As prices of shark fins are excessively high and actual bodies have a low value, fishermen usually cut the fins and throw the rest of the specimen into the sea.
The senators demand that the practice of forcing fishermen to land sharks with their fins attached to every body be implemented, as indicated by the National Action Plan for the Conservation of Sharks, which was adopted by the Government of Chile in 2006.
|Shark fins are prized in Asian countries, where they prepare a soup is a delicacy. (Photo: Stock File)
The initiative, which will soon be reviewed by the Committee on Fisheries of the Upper House, aims to eradicate the fishing method in the country which affects around 15 species of shark, especially the tile and the porbeagle.
This bill is driven by the organization Oceana, whose executive director, Alex Munoz said: "Chile has become a major exporter of shark fins, this practice is severely affecting the conservation of these animals, so we hope that this country will introduce a law banning shark finning as soon as possible."

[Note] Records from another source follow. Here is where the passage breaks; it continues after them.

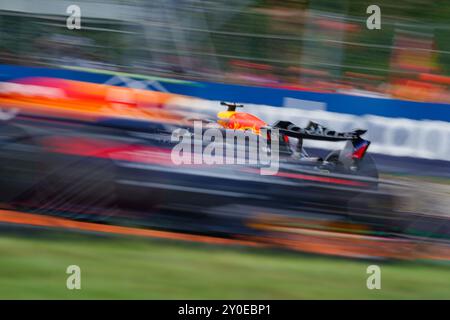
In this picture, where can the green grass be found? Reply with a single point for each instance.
(112, 268)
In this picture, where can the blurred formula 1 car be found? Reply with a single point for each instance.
(120, 169)
(352, 159)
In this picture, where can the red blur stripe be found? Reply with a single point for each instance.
(21, 218)
(321, 179)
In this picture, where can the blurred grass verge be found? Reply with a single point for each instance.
(117, 268)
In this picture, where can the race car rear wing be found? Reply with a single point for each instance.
(315, 131)
(355, 148)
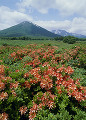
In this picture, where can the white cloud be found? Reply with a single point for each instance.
(9, 18)
(65, 7)
(77, 25)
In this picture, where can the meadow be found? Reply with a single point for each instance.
(42, 80)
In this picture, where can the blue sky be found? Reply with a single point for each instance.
(69, 15)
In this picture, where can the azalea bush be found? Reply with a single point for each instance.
(38, 83)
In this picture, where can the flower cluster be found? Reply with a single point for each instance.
(46, 99)
(23, 110)
(4, 116)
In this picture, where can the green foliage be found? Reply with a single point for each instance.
(24, 70)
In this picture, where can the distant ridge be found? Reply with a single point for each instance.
(26, 29)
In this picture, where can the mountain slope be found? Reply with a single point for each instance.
(65, 33)
(25, 29)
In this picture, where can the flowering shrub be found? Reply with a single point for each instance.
(39, 84)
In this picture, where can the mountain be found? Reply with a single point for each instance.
(65, 33)
(26, 29)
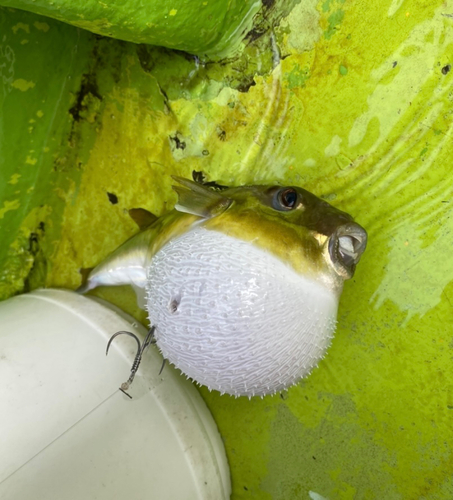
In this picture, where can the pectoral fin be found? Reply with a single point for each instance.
(199, 200)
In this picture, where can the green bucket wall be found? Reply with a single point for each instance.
(351, 100)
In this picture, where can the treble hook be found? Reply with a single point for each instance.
(138, 357)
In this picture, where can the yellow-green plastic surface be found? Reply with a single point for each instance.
(351, 100)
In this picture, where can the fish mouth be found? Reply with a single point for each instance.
(346, 245)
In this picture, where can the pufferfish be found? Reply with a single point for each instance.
(241, 284)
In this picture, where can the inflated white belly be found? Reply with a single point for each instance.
(235, 318)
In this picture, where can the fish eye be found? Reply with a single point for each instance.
(285, 199)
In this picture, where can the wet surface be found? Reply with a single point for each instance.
(352, 102)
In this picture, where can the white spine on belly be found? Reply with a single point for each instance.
(235, 318)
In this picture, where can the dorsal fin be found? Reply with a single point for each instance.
(199, 200)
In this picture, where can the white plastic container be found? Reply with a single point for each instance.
(67, 432)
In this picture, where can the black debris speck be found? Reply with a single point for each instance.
(112, 198)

The regulations apply to all vessels that conduct fishing activities whether directed or incidental catches of sharks are carried out in Chilean waters.
The senators claim that "the disappearance of sharks can destabilize the system and cause many negative ecological impacts on the structures and functions of marine ecosystems and communities."
They add that "in fact, the decline in shark populations and ecosystems is altering some parts of the world."
According to data provided by the National Customs Service between 2006 and 2009, Chile exported more than 71 tonnes of dried shark fins, corresponding to eight different species.